Acredito que a busca da verdade é uma espécie de história de amor. O amor pela verdade. Amor, se você for um professor, pela matéria que você ensina. Talvez até amor por seus alunos. E, finalmente, a coisa mais difícil: amor por aqueles com quem você discorda.
Esse tema está na origem da minha vocação dominicana. Depois da escola eu fiz minhas primeiras amizades com pessoas que não eram cristãs. Uma delas me perguntou se eu realmente acreditava em todas as doutrinas católicas: são realmente verdadeiras? Aquela pergunta começou a me atormentar. É tudo verdadeiro? Se for, então deve certamente ser extremamente importante; mas, se não for? Eu sabia que havia uma ordem religiosa que tinha o lema Veritas, mas eu não conseguia lembrar qual era. Comecei a pensar que poderia ser o lugar certo para mim. Entrei em contato com meu professor beneditino, perguntei-lhe de quem fosse aquele lema e disse: "É dos dominicanos". Assim, na prática, eu decidi juntar-me aos dominicanos antes mesmo de ter conhecido um. Isso me lembra a história daquele homem que estava voando em um balão sobre o sul da Inglaterra. Ele perdeu a orientação e, por fim, pousou sobre uma grande árvore. Ele viu dois homens passar e gritou: "Socorro, socorro, onde estou?". Eles responderam: “Você está em cima de uma árvore". Ele então exclamou: "Vocês dois devem ser dominicanos, porque o que vocês dizem é verdade, mas completamente desnecessário".
No Concílio Vaticano I, a igreja declarou formalmente que a nossa busca da verdade inclui a razão. A fé pode nos levar para além da razão, mas não pode ser contra a razão. De acordo com Tomás de Aquino, somos animais pensantes, que buscam a verdade. Quando eu era um jovem frade, o arcebispo de Westminster era o cardeal Heenan, um homem famoso por sua inteligência. Ele foi chamado para testemunhar em um processo e um advogado lhe perguntou: "Eminência, é verdade que hoje o senhor é uma das pessoas mais inteligentes na Grã-Bretanha?". E ele respondeu: "Sim, é verdade. Mas eu digo isso somente porque aqui eu jurei dizer a verdade". Vivemos hoje, infelizmente, na era da pós-verdade. Depois da campanha pelo Brexit na Inglaterra e a eleição de Donald Trump nos EUA, a preocupação que está diante de nós é a evaporação da verdade. Trump acusa a imprensa de espalhar fake news, notícias falsas, mas ele nada mais faz que confirmá-las, uma após a outra.
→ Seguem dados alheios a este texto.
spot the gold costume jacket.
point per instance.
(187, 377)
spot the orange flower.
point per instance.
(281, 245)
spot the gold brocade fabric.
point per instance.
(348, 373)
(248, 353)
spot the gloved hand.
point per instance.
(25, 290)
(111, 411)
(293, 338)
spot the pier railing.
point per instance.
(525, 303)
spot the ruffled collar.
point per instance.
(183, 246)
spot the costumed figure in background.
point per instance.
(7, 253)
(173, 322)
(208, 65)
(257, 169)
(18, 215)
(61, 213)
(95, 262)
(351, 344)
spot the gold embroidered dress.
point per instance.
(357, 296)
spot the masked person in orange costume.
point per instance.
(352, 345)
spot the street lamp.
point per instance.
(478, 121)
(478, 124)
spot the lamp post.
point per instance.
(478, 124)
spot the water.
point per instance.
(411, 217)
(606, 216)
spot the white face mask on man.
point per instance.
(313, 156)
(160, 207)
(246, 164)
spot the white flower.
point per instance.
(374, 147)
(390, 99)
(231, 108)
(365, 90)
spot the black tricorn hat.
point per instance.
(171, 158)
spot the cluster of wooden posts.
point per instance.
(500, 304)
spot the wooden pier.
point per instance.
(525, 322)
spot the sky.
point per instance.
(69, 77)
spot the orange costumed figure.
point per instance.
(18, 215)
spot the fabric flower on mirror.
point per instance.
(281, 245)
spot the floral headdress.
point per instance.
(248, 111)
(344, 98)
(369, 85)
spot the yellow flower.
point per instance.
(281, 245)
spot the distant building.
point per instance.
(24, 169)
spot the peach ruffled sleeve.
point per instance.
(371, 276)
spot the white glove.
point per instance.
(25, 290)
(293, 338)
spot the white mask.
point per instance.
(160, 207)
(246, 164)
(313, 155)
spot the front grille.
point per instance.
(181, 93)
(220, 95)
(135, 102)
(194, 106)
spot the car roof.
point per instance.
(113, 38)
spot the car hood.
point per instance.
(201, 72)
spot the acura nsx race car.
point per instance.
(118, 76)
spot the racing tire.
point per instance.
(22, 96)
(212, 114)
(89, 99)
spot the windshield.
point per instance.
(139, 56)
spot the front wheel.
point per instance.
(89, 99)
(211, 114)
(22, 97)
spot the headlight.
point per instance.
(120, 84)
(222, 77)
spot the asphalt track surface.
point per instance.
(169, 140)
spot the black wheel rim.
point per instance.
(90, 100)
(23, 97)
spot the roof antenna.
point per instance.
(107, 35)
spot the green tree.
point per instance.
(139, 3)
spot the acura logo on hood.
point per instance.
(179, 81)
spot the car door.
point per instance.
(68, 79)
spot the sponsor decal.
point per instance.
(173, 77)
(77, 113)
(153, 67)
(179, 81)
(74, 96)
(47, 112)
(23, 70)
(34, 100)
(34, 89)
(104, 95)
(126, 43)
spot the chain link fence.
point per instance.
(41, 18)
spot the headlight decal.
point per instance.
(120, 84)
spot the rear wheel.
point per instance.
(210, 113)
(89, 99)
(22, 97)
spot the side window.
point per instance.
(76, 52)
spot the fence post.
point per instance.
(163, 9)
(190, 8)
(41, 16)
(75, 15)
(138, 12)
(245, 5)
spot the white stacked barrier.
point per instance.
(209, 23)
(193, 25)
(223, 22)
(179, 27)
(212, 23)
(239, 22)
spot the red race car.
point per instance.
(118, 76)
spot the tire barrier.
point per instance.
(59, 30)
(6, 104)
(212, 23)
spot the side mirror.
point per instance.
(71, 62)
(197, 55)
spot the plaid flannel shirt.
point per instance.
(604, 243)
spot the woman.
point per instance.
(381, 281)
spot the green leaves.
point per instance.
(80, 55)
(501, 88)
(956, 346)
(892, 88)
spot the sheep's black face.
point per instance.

Na Inglaterra, os políticos são apanhados em flagrante enquanto mentem sobre seus gastos; a polícia mente em tribunal; os jornalistas mentem. Quando são descobertos, admitem ter cometido um "erro de avaliação".
Suponho que o erro foi pensar que eles teriam se safado. O problema não é tanto que as pessoas mintam, mas o fato de que a própria ideia de verdade tenha se desvanecido. Vivemos em um mundo de truthiness, aquela verdade aparente que Stephen Colbert definiu como "a expressão de sensações ou opiniões 'de instinto’, como se fossem válidas afirmações objetivas". No Twitter e nos blogs são feitas constantemente afirmações selvagens sem se preocupar constantemente se elas são verdadeiras. Certa vez li em um blog que durante o período em que fui Mestre da Ordem, eu teria dado permissão a um prior provincial para viver com sua amante, uma freira, num vagão de trem. Ridículo! Aquela mulher não era uma freira! Só estou brincando. Quando Lance Armstrong, o ciclista olímpico, foi acusado em um talk show norte-americano de não ter dito a verdade sobre o uso de doping, ele respondeu: "Eu queria controlar a narrativa." O problema para ele não era mentir, mas perder o controle de sua história. Mas nem mesmo a igreja foi sempre muito verdadeira, como confirmou a Comissão real australiana.
Convido aqueles que têm tempo a assistir a um ótimo documentário na BBC iPlayer, Hypernormalisation, de Adam Curtis. Ele descreve o afastamento global da complexidade. Nos jornais, na política, em todos os lugares, estamos assistindo a um afastamento das questões complexas, enquanto as pessoas se satisfazem com slogans e tweets: "Brexit significa Brexit"; "Vamos tornar a América grande novamente".
O filme Negação conta como o escritor britânico David Irving, que negava o Holocausto, foi condenado em um tribunal na Grã-Bretanha. É interessante notar como a questão tenha sido resolvida no âmbito da lei.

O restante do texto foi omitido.